Although it’s not clear how much, if anything, DPC would save most patients in money compared to insurance coverage at a traditional practice, DPC advocates say a major draw is that it can create a connection between doctor and patient that is often lost in the modern system. 

“Most of the time, it’s somebody who doesn’t feel they’re being listened to, or their concerns aren’t being addressed in the office. . . . They say ‘I can’t see my own doctor for four weeks, I’ve talked to three nurses, four nurse-practitioners, nobody knows who I am or what I need,’ ” Kropp said.

But it’s one thing to want to be part of a particular business, another thing to make the finances work.

“My goal is to have (income) similar to being an employed physician,” Kropp said.

Kropp hopes to sign up as many as 600 patients. If he does and every single one pays the maximum $99 a month fee – meaning they are all over age 55 – it would produce about $700,000 annual gross income. If he gets 500 patients at $79 a month, which seems more realistic, that’s about $480,000 gross income.

The median income for a family physician in the U.S. is about $185,000, according to federal figures, and it seems possible to carve out such a salary from these gross income estimates, particularly with just one staff member and low costs. Kropp, for example, does not handle any controlled drugs, and notes that he outfitted his 1,400-square-foot office with a lot of used furniture: “EBay is my friend.”

But it’s not easy, part of the reason why the American Association of Family Practitioners found that one-third of doctors had considered DPC but rejected it.

Notably, it’s not easy finding new patients if you aren’t part of an insurance network or associated with a hospital – Kropp says a number of patients he knew from his previous practice followed him. Futher, doctors face special costs, including often hefty medical school loans and always hefty liability insurance premiums.
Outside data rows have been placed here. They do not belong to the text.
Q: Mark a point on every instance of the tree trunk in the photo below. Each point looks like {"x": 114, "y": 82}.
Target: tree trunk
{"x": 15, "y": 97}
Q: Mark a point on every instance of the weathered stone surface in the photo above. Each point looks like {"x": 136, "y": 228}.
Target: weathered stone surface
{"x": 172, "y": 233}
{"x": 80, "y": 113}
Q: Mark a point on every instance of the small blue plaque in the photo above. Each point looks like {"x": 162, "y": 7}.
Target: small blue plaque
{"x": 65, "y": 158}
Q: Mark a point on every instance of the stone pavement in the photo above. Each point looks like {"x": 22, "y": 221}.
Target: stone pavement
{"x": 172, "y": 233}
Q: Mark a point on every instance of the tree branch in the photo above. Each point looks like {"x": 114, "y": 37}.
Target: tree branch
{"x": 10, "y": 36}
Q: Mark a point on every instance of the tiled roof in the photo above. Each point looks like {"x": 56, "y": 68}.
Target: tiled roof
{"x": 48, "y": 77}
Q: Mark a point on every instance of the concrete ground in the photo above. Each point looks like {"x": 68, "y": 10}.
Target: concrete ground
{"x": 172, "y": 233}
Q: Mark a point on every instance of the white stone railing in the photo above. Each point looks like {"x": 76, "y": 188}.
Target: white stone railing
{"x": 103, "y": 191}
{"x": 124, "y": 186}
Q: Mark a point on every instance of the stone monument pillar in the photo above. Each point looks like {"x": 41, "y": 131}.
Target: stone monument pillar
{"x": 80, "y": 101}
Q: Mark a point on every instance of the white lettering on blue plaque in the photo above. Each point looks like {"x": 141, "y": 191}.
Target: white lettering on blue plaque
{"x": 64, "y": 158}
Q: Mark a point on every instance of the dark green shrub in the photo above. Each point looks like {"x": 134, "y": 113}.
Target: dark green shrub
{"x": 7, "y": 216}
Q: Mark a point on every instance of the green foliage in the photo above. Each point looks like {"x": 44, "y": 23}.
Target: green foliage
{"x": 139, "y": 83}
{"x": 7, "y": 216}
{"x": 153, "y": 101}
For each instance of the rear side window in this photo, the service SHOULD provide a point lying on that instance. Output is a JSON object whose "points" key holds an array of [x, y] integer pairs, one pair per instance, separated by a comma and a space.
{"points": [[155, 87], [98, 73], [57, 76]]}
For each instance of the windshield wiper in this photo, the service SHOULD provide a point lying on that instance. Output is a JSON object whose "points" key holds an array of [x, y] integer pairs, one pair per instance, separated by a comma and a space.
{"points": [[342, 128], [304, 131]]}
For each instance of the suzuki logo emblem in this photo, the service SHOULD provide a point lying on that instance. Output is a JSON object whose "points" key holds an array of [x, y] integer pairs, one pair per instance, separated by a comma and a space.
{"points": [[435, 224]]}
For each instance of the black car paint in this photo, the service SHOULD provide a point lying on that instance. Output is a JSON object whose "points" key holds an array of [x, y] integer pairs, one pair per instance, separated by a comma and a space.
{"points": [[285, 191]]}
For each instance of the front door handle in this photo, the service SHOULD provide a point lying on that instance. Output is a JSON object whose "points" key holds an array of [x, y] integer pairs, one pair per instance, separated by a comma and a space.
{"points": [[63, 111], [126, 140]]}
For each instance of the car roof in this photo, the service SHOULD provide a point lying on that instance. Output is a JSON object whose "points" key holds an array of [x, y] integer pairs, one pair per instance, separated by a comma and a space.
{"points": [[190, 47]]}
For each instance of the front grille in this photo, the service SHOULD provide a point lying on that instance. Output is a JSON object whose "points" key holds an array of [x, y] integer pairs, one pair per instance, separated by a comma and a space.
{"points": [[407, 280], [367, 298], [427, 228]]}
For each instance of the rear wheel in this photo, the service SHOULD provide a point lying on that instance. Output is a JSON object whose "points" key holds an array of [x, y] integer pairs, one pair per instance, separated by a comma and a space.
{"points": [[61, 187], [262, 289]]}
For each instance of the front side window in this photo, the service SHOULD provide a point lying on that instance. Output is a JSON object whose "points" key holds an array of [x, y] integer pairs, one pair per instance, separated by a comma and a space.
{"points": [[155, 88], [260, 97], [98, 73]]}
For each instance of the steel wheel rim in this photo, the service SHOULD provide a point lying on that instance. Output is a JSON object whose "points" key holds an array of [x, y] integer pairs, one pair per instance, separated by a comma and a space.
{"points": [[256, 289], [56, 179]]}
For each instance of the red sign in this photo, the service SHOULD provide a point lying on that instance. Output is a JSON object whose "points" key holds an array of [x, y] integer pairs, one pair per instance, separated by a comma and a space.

“Ah. Yes. Liability insurance,” Kropp wrote in a email when asked about this. “Well, with the reduced size of the patient panel, many insurers consider it equivalent to a part-time practice, so the rates are lower. Additionally, some insurers are recognizing that the likelihood of a DPC doctor being sued is probably significantly less because of the nature of the high level of personalized care and attention that is given.”

But that’s still developing, as is much in this field. Whether it can become a major part of American medicine remains to be seen.

“I talk to (other) doctors. Everybody’s interested in this, everybody’s excited about this. I think a lot of us want to see it succeed,” Kropp said.